In order to prevent this, the following applies to all built-in selectivity
estimation functions. When planning a query, in order to be able to use
stored statistics, the current user must either
have SELECT privilege on the table or the involved
columns, or the operator used must be LEAKPROOF (more
accurately, the function that the operator is based on). If not, then the
selectivity estimator will behave as if no statistics are available, and
the planner will proceed with default or fall-back assumptions.

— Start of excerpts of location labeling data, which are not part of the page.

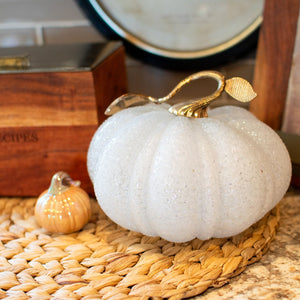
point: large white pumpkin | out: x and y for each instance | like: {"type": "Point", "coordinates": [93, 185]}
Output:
{"type": "Point", "coordinates": [181, 178]}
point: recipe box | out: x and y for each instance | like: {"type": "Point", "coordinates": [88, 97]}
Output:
{"type": "Point", "coordinates": [52, 100]}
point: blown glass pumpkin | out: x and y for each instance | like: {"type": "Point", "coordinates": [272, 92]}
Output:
{"type": "Point", "coordinates": [181, 178]}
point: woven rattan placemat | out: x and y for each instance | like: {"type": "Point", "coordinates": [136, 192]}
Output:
{"type": "Point", "coordinates": [104, 261]}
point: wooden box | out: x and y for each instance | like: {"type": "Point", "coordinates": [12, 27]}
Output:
{"type": "Point", "coordinates": [52, 99]}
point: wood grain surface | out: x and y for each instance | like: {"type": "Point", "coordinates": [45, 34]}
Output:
{"type": "Point", "coordinates": [274, 60]}
{"type": "Point", "coordinates": [47, 121]}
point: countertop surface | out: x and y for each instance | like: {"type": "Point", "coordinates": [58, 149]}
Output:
{"type": "Point", "coordinates": [277, 274]}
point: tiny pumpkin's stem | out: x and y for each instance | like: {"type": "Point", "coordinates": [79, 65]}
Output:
{"type": "Point", "coordinates": [60, 183]}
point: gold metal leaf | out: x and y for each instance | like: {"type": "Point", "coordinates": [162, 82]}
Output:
{"type": "Point", "coordinates": [240, 89]}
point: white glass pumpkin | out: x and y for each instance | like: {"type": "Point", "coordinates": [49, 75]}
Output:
{"type": "Point", "coordinates": [181, 178]}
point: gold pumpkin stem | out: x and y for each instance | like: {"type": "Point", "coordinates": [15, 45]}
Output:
{"type": "Point", "coordinates": [60, 183]}
{"type": "Point", "coordinates": [198, 108]}
{"type": "Point", "coordinates": [237, 87]}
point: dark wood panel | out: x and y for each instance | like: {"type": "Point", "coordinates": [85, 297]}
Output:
{"type": "Point", "coordinates": [30, 156]}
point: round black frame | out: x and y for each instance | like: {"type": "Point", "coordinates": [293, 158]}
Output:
{"type": "Point", "coordinates": [237, 50]}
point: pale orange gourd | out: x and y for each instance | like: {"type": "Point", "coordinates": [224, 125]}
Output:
{"type": "Point", "coordinates": [64, 207]}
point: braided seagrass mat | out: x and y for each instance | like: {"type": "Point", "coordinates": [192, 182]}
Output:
{"type": "Point", "coordinates": [105, 261]}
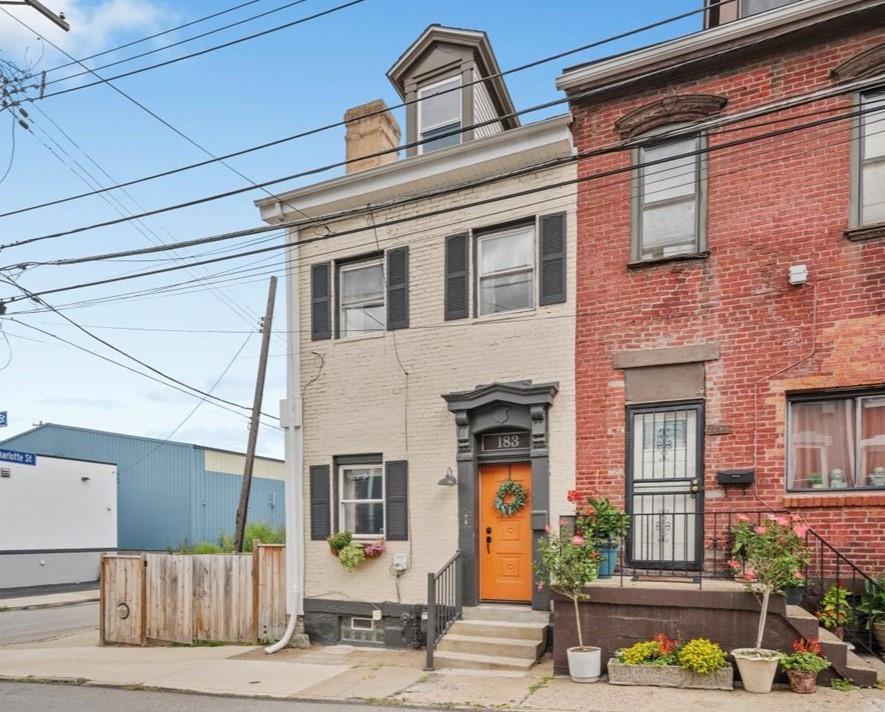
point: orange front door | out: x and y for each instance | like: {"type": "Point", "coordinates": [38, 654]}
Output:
{"type": "Point", "coordinates": [505, 555]}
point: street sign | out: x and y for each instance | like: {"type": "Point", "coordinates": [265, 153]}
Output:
{"type": "Point", "coordinates": [19, 458]}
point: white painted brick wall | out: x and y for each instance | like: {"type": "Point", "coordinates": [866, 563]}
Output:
{"type": "Point", "coordinates": [358, 400]}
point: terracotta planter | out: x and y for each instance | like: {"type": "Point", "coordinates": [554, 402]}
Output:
{"type": "Point", "coordinates": [668, 676]}
{"type": "Point", "coordinates": [584, 664]}
{"type": "Point", "coordinates": [757, 668]}
{"type": "Point", "coordinates": [801, 681]}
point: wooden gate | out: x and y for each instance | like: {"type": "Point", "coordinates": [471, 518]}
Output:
{"type": "Point", "coordinates": [122, 610]}
{"type": "Point", "coordinates": [178, 598]}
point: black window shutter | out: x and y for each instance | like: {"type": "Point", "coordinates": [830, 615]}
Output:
{"type": "Point", "coordinates": [552, 239]}
{"type": "Point", "coordinates": [396, 492]}
{"type": "Point", "coordinates": [320, 512]}
{"type": "Point", "coordinates": [398, 288]}
{"type": "Point", "coordinates": [320, 301]}
{"type": "Point", "coordinates": [457, 285]}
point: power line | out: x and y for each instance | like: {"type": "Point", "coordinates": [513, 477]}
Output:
{"type": "Point", "coordinates": [124, 366]}
{"type": "Point", "coordinates": [35, 297]}
{"type": "Point", "coordinates": [444, 210]}
{"type": "Point", "coordinates": [149, 37]}
{"type": "Point", "coordinates": [345, 122]}
{"type": "Point", "coordinates": [201, 52]}
{"type": "Point", "coordinates": [214, 31]}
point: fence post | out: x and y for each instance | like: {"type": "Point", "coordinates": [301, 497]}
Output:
{"type": "Point", "coordinates": [431, 619]}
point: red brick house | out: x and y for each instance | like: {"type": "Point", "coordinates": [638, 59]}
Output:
{"type": "Point", "coordinates": [730, 351]}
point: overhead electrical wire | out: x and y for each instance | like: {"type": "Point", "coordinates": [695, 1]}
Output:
{"type": "Point", "coordinates": [438, 211]}
{"type": "Point", "coordinates": [345, 122]}
{"type": "Point", "coordinates": [437, 228]}
{"type": "Point", "coordinates": [36, 298]}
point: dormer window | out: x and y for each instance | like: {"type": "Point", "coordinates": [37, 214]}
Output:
{"type": "Point", "coordinates": [439, 115]}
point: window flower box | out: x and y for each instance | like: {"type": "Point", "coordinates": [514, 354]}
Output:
{"type": "Point", "coordinates": [668, 676]}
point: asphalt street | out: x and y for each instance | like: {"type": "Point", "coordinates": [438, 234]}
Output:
{"type": "Point", "coordinates": [29, 626]}
{"type": "Point", "coordinates": [26, 697]}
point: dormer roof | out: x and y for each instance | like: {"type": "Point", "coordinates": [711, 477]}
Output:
{"type": "Point", "coordinates": [476, 43]}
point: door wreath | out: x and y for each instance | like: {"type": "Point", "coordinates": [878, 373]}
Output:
{"type": "Point", "coordinates": [510, 498]}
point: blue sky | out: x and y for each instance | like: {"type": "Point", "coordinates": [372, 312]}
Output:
{"type": "Point", "coordinates": [250, 93]}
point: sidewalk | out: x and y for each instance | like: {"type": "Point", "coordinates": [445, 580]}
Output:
{"type": "Point", "coordinates": [344, 673]}
{"type": "Point", "coordinates": [50, 600]}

If a user does not have the required privilege on the table or columns,
then in many cases the query will ultimately receive a permission-denied
error, in which case this mechanism is invisible in practice. But if the
user is reading from a security-barrier view, then the planner might wish
to check the statistics of an underlying table that is otherwise
inaccessible to the user. In that case, the operator should be leak-proof
or the statistics will not be used. There is no direct feedback about
that, except that the plan might be suboptimal. If one suspects that this
is the case, one could try running the query as a more privileged user,
to see if a different plan results.
This restriction applies only to cases where the planner would need to
execute a user-defined operator on one or more values
from pg_statistic. Thus the planner is permitted
to use generic statistical information, such as the fraction of null values
or the number of distinct values in a column, regardless of access
privileges.
Selectivity estimation functions contained in third-party extensions that
potentially operate on statistics with user-defined operators should follow
the same security rules. Consult the PostgreSQL source code for guidance.